Imagem retirada daqui
Lembrei-me de tudo isto ao ler esta notícia - La CE tacha de "realmente insatisfactorio" el número de pasajeros de algunos AVE (A Comunidade Europeia classifica de "realmente insatisfatórios" os números de passageiros de alguns AVE (nome por que são conhecidos os comboios de Alta Velocidade em Espanha)).

Segundo a notícia, um deputado espanhol catalão da CiU, Ramon Tremosa,  intervindo  no plenário do parlamento europeu na presença do comissário europeu dos Transportes, Siim Kallas, afirmou que "um em cada quatro dos trajectos do AVE só transporta um passageiro por dia" (!) e que estações servidas pelo AVE como Tardienta, Huesca, Calatayud, Antequera, Puertollano, Cuenca, Utiel-Requena o Puente Genil não recebem mais do que um ou dois passageiro por dia (!).

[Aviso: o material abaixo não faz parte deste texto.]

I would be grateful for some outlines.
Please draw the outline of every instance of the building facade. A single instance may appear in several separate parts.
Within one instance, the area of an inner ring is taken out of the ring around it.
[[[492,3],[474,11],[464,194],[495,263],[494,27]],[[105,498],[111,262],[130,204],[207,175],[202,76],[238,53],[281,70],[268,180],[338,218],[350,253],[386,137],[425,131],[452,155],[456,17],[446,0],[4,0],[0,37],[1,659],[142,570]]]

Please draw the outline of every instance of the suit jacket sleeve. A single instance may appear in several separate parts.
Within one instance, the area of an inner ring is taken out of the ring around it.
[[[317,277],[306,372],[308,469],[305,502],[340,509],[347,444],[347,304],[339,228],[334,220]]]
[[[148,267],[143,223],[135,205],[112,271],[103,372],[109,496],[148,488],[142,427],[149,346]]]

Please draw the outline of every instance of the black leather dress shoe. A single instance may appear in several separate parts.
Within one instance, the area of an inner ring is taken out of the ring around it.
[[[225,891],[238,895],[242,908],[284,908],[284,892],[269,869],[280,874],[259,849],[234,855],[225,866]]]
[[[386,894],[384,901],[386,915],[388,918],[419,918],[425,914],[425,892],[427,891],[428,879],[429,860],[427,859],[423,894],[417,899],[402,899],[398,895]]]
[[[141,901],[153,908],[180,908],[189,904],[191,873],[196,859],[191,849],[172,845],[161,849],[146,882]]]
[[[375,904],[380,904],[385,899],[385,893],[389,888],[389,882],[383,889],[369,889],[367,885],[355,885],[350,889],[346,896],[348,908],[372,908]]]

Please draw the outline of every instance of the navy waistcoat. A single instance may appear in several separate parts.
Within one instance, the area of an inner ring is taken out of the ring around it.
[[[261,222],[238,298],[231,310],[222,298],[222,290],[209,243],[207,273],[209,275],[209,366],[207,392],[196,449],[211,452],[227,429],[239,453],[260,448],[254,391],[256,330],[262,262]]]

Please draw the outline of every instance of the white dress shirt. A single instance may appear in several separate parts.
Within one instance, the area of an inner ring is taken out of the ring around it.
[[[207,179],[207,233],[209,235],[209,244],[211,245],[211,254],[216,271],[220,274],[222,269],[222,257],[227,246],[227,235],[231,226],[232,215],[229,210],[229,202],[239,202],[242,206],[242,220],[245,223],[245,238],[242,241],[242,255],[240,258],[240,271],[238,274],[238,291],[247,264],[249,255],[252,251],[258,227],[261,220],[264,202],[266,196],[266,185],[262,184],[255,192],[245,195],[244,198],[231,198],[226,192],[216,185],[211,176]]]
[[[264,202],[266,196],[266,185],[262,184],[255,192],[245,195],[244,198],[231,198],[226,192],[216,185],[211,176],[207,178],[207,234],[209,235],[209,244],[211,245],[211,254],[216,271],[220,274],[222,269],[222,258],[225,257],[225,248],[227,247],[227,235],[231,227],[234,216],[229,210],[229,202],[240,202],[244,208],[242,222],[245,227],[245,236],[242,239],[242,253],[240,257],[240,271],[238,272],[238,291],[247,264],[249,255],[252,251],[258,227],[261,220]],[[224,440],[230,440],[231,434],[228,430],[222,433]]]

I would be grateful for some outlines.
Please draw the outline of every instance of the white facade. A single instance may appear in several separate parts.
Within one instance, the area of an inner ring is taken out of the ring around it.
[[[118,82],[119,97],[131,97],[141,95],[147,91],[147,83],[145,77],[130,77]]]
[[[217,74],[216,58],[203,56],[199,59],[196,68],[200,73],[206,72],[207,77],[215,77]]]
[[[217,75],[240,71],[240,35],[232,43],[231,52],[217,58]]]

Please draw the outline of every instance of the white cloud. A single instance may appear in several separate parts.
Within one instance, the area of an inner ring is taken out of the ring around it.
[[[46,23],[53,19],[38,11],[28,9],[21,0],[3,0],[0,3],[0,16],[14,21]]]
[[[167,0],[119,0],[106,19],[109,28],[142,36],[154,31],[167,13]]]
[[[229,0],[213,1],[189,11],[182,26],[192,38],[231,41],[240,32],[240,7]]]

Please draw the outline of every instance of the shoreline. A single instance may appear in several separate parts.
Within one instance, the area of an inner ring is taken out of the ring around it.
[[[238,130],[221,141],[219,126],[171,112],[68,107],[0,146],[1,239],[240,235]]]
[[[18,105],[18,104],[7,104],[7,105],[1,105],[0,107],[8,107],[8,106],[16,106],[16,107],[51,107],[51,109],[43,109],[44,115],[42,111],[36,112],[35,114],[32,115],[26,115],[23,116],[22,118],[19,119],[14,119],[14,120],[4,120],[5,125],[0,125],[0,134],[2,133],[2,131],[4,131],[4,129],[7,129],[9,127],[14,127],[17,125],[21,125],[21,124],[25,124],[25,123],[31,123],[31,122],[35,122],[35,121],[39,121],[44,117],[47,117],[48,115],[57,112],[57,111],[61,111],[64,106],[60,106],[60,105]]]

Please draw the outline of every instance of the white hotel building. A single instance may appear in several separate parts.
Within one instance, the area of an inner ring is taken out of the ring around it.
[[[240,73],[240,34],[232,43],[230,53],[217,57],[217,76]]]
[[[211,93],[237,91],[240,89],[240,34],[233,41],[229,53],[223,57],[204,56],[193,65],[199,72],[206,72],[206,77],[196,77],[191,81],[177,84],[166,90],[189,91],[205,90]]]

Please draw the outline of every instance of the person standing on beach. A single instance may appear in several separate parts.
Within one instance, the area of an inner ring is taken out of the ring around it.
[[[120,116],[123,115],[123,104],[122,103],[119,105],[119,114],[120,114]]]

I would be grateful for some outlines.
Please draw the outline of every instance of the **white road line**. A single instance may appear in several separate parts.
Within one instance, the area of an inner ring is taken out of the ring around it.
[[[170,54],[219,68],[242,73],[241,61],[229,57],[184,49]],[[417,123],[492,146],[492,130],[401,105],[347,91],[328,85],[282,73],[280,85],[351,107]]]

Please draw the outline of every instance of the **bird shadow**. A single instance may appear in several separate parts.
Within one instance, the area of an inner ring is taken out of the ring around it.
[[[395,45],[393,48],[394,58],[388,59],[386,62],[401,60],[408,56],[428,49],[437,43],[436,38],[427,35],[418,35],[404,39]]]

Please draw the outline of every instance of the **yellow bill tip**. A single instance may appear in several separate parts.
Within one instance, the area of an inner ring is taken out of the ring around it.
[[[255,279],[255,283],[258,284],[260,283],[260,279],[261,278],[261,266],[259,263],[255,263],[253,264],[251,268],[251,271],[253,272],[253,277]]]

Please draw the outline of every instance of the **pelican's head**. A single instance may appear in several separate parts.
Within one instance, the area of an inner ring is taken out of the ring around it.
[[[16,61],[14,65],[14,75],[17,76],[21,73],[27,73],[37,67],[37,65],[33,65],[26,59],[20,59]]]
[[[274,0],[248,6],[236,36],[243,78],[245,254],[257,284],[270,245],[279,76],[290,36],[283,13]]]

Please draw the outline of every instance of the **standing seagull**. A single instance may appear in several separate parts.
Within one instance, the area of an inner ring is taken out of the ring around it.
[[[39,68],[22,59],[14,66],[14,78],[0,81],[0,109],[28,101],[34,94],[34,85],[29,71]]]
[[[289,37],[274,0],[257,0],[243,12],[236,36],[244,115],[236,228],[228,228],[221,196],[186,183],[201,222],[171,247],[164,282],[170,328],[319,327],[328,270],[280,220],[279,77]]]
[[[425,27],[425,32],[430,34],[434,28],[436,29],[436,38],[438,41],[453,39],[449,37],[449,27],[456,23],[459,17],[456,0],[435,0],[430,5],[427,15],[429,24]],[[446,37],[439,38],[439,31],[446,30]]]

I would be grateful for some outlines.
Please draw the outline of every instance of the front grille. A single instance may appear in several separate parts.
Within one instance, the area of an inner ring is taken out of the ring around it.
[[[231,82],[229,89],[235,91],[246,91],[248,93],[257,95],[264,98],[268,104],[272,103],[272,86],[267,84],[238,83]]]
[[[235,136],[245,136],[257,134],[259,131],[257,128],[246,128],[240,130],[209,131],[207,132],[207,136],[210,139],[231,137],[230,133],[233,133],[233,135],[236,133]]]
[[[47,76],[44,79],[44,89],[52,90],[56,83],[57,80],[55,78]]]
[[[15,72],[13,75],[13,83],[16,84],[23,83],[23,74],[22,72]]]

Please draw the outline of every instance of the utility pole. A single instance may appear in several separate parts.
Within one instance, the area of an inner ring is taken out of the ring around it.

Em resposta, Siim Kallas terá reconhecido que a exploração de alguns troços é "realmente insatisfatória" ainda que a sua análise se deva fazer ao longo de um horizonte de longo prazo: "Nas análises custo-benefício do comboio de alta velocidade em Espanha têm-se em conta pelo menos vinte a vinte e cinco anos de actividade." Por outro lado, afirmou ainda, "as análises de custo-benefício devem considerar não apenas a rentabilidade financeira, como também a rentabilidade económica no conjunto do país e da União Europeia". Acresce que, segundo o comissário, "na avaliação da rede espanhola de alta velocidade, se deve considerar o valor acrescentado europeu resultante de la integração da Península Ibérica na rede RTE-T através de linhas interoperáveis aptas para o tráfico misto [passageiros e mercadorias]". (Itálicos meus.)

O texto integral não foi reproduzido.